# Pandas Series and Dataframe testing

Pandas introduces the Series object, which stores an array of data against several dimensions of columns. These can be merged into a DataFrame object, which acts like a table of this high-dimensional data.

Currently, the goal is to upgrade from a two-dimensional dataframe of (dates, samples) to an optional three-dimensional (dates, samples, groups) model. Only some of these Series may contain this extra dimension of data, and some may contain data for a subset of groups.

The goal is therefore to find a way to combine these series into a dataframe safely and preserving data.

In [1]:
import os
import sys

def to_base_cwd():
    os.chdir(os.path.join(os.getcwd(), '../..'))

os.getcwd()

'/home/james/eam-core-provenance/docs/ipynb'

In [2]:
#to_base_cwd()
os.getcwd()

'/home/james/eam-core-provenance/docs/ipynb'

In [3]:
import pandas as pd 
import pint
import numpy as np
import pickle

## Creating Series

First, the series data must be loaded or generated.

- When loading series, the data is obtained from pickling the calculation traces in `util.py store_dataframe()`.
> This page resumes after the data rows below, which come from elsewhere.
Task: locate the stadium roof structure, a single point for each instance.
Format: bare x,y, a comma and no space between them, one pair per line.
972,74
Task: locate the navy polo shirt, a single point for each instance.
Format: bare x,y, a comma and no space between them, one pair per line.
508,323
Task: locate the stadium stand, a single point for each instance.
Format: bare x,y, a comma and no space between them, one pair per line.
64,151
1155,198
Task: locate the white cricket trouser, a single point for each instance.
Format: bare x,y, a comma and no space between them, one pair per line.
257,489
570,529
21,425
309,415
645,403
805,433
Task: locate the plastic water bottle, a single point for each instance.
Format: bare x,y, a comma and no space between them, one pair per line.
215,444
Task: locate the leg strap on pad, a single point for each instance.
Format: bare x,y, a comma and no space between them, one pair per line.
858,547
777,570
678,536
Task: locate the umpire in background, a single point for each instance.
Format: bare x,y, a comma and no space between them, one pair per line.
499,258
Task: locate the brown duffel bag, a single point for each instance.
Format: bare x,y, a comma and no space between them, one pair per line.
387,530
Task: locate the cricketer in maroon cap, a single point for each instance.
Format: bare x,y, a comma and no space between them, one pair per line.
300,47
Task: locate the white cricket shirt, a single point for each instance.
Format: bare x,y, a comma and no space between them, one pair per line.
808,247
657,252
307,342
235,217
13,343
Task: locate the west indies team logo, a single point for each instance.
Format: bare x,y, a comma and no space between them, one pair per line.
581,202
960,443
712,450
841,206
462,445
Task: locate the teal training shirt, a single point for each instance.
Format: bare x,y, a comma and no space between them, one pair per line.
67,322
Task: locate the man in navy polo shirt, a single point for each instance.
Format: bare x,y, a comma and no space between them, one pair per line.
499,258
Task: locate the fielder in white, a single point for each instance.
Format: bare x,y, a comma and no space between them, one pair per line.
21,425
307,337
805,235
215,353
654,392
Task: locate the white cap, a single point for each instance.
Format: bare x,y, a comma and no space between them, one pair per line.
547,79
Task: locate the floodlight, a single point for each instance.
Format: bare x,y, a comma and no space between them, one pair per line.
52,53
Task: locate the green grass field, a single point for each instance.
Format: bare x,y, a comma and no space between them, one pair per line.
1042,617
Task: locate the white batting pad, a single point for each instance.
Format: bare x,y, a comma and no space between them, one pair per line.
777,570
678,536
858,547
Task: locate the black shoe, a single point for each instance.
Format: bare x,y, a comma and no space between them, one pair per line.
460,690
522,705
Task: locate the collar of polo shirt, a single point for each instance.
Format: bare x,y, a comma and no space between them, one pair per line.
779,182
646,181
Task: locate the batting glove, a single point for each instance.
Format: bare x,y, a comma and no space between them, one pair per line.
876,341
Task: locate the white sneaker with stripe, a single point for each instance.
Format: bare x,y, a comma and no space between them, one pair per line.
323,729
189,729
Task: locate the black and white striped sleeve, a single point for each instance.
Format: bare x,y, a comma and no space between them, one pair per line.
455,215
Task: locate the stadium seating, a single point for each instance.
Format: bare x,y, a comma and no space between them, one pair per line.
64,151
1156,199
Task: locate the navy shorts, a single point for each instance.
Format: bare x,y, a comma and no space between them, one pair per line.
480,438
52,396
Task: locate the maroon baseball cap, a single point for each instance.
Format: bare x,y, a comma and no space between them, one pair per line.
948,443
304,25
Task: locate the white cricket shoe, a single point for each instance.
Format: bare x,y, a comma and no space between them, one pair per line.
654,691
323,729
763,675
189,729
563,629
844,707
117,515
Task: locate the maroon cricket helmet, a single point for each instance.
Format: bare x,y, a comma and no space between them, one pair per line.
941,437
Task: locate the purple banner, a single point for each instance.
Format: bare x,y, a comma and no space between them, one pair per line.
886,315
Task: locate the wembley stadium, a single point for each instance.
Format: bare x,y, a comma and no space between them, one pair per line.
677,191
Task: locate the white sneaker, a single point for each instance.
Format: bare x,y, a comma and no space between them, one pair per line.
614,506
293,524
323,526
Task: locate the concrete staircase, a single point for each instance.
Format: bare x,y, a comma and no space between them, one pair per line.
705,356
- When generating a series, we can introduce data that models some of the acceptable edge cases expected; without countries or using only a subset of countries. 

In [4]:
def load_series_from_files():
    res = []
    res.append(pd.read_pickle('pickle_data/Datacentres.pickle'))
    res.append(pd.read_pickle('pickle_data/Cellular.pickle'))
    res.append(pd.read_pickle('pickle_data/Fixed Line.pickle'))
    res.append(pd.read_pickle('pickle_data/CDN.pickle'))
    res.append(pd.read_pickle('pickle_data/Modem Router.pickle'))
    res.append(pd.read_pickle('pickle_data/End User Device.pickle'))
    
    return res

def generate_series_list():
    times = pd.date_range('2020-01-01', '2020-3-01', freq='MS')
    sample_size = 3
    groups_full = ['A', 'B', 'C']
    
    series_length = len(times) * sample_size * len(groups_full)
    index_names_full = ['time', 'samples', 'group']

    
    iterables = [times, range(sample_size), groups_full]
    df_multi_index = pd.MultiIndex.from_product(iterables, names=index_names_full)
    s1 = pd.Series(data=range(series_length), index=df_multi_index, name='FULL_A')
    
    iterables = [times, range(sample_size), groups_full[:2]]
    df_multi_index = pd.MultiIndex.from_product(iterables, names=index_names_full)
    s2 = pd.Series(data=range(int(series_length * 2/3)), index=df_multi_index, name='TWO_COUNTRIES')
    
    iterables = [times, range(sample_size)]
    df_multi_index = pd.MultiIndex.from_product(iterables, names=index_names_full[:2])
    s3 = pd.Series(data=range(int(series_length / 3)), index=df_multi_index, name='NO_GROUPS_A')  
    
    iterables = [times, range(sample_size), groups_full[:1]]
    df_multi_index = pd.MultiIndex.from_product(iterables, names=index_names_full)
    s4 = pd.Series(data=range(int(series_length * 1/3)), index=df_multi_index, name='ONE_COUNTRY')
    
    iterables = [times, range(sample_size)]
    df_multi_index = pd.MultiIndex.from_product(iterables, names=index_names_full[:2])
    s5 = pd.Series(data=range(int(series_length / 3)), index=df_multi_index, name='NO_GROUPS_B')
    
    return [s1,s2,s3,s4,s5]

def get_generated_series_indexing():
    times = pd.date_range('2020-01-01', '2020-3-01', freq='MS')
    sample_size = 3
    groups = ['A', 'B', 'C']
    
    iterables = [times, range(sample_size), groups]
    
    return iterables, times

## Interacting with Series

Here, series are loaded as a list.

When combining series into the empty dataframe, they must only decrease in dimensionality, or an error is thrown.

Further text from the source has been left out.